Finalement, les constructeurs du parc éolien offshore de Fécamp (F) en Normandie (71 éoliennes, 60 km2, puissance totale installée de 498 MW), dont la mise en service est aussi prévue pour 2023, ont opté pour une solution de fondations dites gravitaires. Le principal avantage de cette solution est de minimiser et simplifier les travaux de fondation devant être effectués en mer, qui se résument à créer un lit de gravier plat sur lequel seront posées les fondations. Ces dernières, en béton et entièrement construites sur terre, sont si lourdes (5000 t) qu’elles n’ont pas besoin d’être fixées au sol et que leur poids suffit à maintenir les éoliennes en place. Ces gigantesques structures, d’une hauteur totale de 50 m et qui reposent sur un socle de 32 m de diamètre, sont transportées par trois sur des barges pour être ensuite simplement déposées sur le lit de gravier. Cette solution, utilisée à ce jour uniquement sur le site de Fécamp, a permis d’installer les 71 fondations gravitaires en un temps record de 42 jours.

En les faisant flotter

Les solutions flottantes sont actuellement l’objet de nombreux développements puisqu’elles vont contribuer à un accroissement considérable des parcs éoliens offshore en permettant d’en installer sur des mers plus profondes. Cette technique consiste à ne pas poser les éoliennes directement sur le sol, mais à les installer sur des structures flottantes, fixées au fond par des câbles reliés à des ancres ou à des corps morts. C’est surtout au niveau des principes de stabilisation que les solutions se distinguent.

Une première possibilité est de faire en sorte que le dispositif devant accueillir l’éolienne soit stable en lui-même. C’est par exemple le cas du système SPAR (Single Point Anchor Reservoir), qui consiste à installer sous l’eau un énorme contrepoids, en béton ou en acier, à la verticale de l’axe du mât de l’éolienne. Ce procédé s’apparente à celui de la quille d’un voilier, son objectif est d’accroître la distance entre le centre de gravité et le centre de flottaison pour garantir la verticalité. Un parc de onze éoliennes et d’une puissance totale de 88 MW, Hywind Tampen3, est actuellement en construction à 140 km des côtes norvégiennes sur la base de ce principe, avec des contrepoids en béton. La mer du Nord atteint ici une profondeur comprise entre 260 et 300 m.

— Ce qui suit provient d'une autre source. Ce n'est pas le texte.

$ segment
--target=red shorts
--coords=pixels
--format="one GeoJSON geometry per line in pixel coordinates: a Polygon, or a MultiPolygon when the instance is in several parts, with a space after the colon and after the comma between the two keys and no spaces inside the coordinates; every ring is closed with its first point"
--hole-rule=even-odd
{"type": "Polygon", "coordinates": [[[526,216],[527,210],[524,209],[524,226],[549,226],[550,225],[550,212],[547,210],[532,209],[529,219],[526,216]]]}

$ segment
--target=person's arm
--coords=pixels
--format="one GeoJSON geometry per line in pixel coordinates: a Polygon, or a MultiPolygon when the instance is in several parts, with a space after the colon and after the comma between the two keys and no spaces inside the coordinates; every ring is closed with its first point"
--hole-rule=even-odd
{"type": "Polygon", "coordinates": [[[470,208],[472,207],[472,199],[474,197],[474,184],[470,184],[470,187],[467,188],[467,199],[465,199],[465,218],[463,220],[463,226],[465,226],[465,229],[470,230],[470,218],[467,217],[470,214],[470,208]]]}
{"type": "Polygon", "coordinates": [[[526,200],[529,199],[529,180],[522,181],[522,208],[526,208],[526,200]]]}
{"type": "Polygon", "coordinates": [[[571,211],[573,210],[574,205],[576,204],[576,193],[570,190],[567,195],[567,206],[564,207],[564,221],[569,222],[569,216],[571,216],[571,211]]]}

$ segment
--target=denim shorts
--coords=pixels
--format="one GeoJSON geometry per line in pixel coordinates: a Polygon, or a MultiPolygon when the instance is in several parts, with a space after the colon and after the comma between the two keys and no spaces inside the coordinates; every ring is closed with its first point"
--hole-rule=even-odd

Une autre solution consiste à créer un support stable, par le biais d’une barge ou d’un assemblage de trois ou quatre flotteurs partiellement submersibles, sur lequel l’éolienne est ensuite installée. La stabilité est alors obtenue par une disposition optimale des volumes immergés visant à exploiter leur répartition horizontale. à titre d’exemple, le prototype Floatgen, qui accueille une éolienne d’une capacité de 2 MW au large du Croisic (F) en Bretagne, a affronté des vagues de 11 m. En Méditerranée, le projet du parc éolien du golfe du Lion prévoit la mise en service pour 2024 de trois éoliennes flottantes d’une puissance totale de 30 GW. Ce parc est développé dans le prolongement du projet portugais WindFloat Atlantic, mis en service en 2019, qui, selon ses concepteurs, a su faire face à des vagues mesurées de 17 m.

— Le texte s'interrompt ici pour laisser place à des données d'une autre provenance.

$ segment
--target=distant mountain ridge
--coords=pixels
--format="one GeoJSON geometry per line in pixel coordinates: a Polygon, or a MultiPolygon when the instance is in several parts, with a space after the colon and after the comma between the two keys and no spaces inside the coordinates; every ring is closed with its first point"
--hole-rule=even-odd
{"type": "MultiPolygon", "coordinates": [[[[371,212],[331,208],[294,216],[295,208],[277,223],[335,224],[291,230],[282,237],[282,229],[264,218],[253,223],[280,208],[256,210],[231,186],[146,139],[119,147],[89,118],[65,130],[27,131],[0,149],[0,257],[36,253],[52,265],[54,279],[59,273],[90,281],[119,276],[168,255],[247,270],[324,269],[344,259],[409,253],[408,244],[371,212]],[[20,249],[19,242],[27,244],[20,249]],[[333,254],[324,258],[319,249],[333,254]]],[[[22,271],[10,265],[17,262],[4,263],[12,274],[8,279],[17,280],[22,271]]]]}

La dernière possibilité consiste à obtenir la stabilité du flotteur en l’abaissant volontairement sous le niveau de la surface par des câbles qui le tirent vers le fond. La force d’Archimède, en s’opposant à l’abaissement voulu du flotteur, met en tension les câbles qui assurent alors la stabilité recherchée. Si cette solution simplifie la conception du flotteur et réduit sa taille, elle implique en revanche la création de points d’ancrage sous-
marins (pieux forés) pour garantir la bonne tenue des câbles de fixation, qui subissent des efforts nettement supérieurs à ceux des systèmes précédents. Ce genre de système ne semble toutefois pas bénéficier du même attrait, en dépit d’un projet pilote français en Méditerranée de trois éoliennes érigées sur ce type de dispositif, mais au sujet duquel il ne nous a pas été possible d’obtenir plus d’informations.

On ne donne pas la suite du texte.